23 900 XV
Vaststelling van de begroting van de uitgaven en de ontvangsten van het Ministerie van Sociale Zaken en Werkgelegenheid (XV) voor het jaar 1995

nr. 50
BRIEF VAN DE MINISTER VAN SOCIALE ZAKEN EN WERKGELEGENHEID

Aan de Voorzitter van de Tweede Kamer der Staten-Generaal

's-Gravenhage, 28 juni 1995

Op 23 mei jl. zond u mij het stenografisch verslag van het ordedebat van die dag. Naar aanleiding van vragen die de heer Marijnissen hierin heeft gesteld1, bericht ik u het volgende.

In het Regeerakkoord is aangekondigd dat in de loop van de kabinetsperiode de programma's voor additionele arbeid gestroomlijnd zullen worden. Achterliggende gedachte hierbij is dat deze operatie moet leiden tot een effectievere inzet van het instrumentarium ten behoeve van de inschakeling van werkzoekenden. Bij de uitwerking wordt rekening gehouden met de aanbevelingen gedaan door de commissie «Toetsing toekomstbestendigheid Wet sociale werkvoorziening» (de commissie-Houben).

In de Sociale Nota 1995 is aangegeven dat onder meer de afbakening van doelgroepen en de mogelijkheid van een geïntegreerde en onafhankelijke indicatiestelling zullen worden bezien. Ook een heldere verdeling van verantwoordelijkheden tussen instanties en de mogelijkheid tot verzelfstandiging van de uitvoeringsorganen zijn een punt van aandacht. Een ander belangrijk aspect is de beloning.

Het gegeven dat sterk uiteenlopende regelingen in de analyse moeten worden betrokken, maakt de stroomlijning tot een gecompliceerd dossier. Alleen al vanwege het grote aantal personen dat op de regelingen is aangewezen, is een zorgvuldige aanpak geboden.

Over een concept-nota waarin de hoofdlijnen van mijn ideeën zijn neergelegd, wordt dezer dagen interdepartementaal overleg gevoerd. Nadat de nota is vastgesteld door de ministerraad, zal deze aan de Tweede Kamer worden aangeboden. Deze zal u naar verwachting spoedig bereiken.

In antwoord op de vraag over experimenten op het gebied van samenwerking tussen SW, banenpool en JWG wil ik erop wijzen dat de huidige regelgeving zich in principe hiertegen niet verzet. In het kader van sociale vernieuwing zijn eertijds randvoorwaarden geformuleerd voor wat betreft de inzet van SW-infrastructuur en -faciliteiten. Deze komen erop neer dat een en ander financieel en organisatorisch gescheiden plaats moet vinden van de SW-activiteiten.

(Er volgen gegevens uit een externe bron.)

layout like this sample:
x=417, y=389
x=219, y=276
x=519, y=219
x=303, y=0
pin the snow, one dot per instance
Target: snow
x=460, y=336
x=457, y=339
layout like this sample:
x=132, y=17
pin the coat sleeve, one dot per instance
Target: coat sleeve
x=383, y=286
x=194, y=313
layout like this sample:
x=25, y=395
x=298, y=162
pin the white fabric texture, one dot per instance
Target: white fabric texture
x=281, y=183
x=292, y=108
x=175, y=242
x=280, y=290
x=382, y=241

Ik ben overigens van mening dat samenwerkingsafspraken een doeltreffende uitvoering van de diverse regelingen ten goede kunnen komen, onder meer omdat zó onderlinge concurrentie kan worden voorkomen. Het is mijn bedoeling om in het kader van de stroomlijning de relevante bepalingen zoveel mogelijk op elkaar af te stemmen, zodat de mogelijkheden voor een geïntegreerde uitvoering verder worden vergroot.

Ik vertrouw erop u hiermee voldoende te hebben geïnformeerd,

De Minister van Sociale Zaken en Werkgelegenheid,

A. P. W. Melkert


XNoot
1

Handelingen II nr. 30, vergaderjaar 1994–1995.